As one of the largest mobile operators in the world, Vodafone’s M2M strategy to date has largely been supported by its extensive mobile reach, but the £1.31 billion acquisition of CWW in July 2012 appears to have provided new fixed-line opportunities in the M2M space.
“CWW is a strong fixed-line operator in the UK and has worldwide capabilities. Before we purchased CWW, we already had some fixed-line networks, such as in Germany, Italy and Spain, but not really at scale,” said Erik Brenneis, head of M2M, Vodafone. “We now have a fixed-line business, which is at scale and that has done lots of M2M things in the past. For example, CWW provided the fixed-line communications for the national grid network in the UK and for lots of utilities.”
Brenneis added that former CWW employees with M2M experience have been integrated into his M2M team, and that a department has been established specifically dedicated to M2M fixed-line services.
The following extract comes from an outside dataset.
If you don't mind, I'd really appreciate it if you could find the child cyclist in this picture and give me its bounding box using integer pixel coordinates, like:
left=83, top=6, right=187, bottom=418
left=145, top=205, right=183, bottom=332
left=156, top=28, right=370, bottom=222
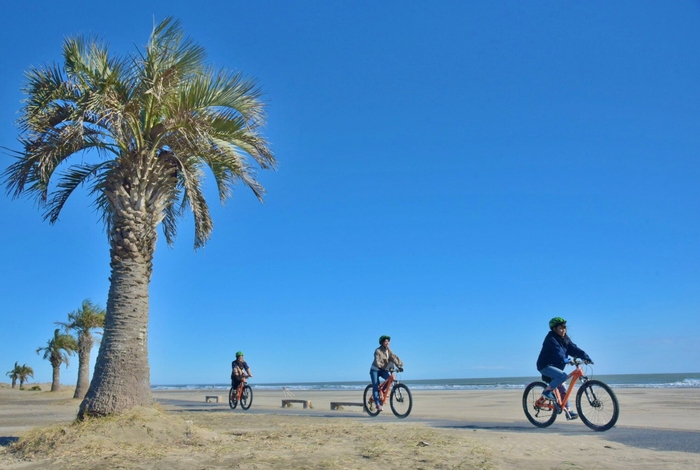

The announcement came during the launch of a new report by Vodafone aimed at identifying key trends in the M2M market. Surveying 327 executives from across five key industries, the report indicated that 50% of companies surveyed intend to adopt M2M technology by 2015.
Among its other findings, the report highlighted that the falling costs of M2M hardware is set to lead to a major acceleration in adoption, and that smaller organisations are starting to adopt M2M faster than larger enterprises.
Vodafone claims to be one of the global leaders in the M2M market, providing end-to-end solutions or M2M managed connectivity. Earlier this week, it also launched a solution for the remote monitoring and control of M2M enabled devices, designed to help companies implement M2M.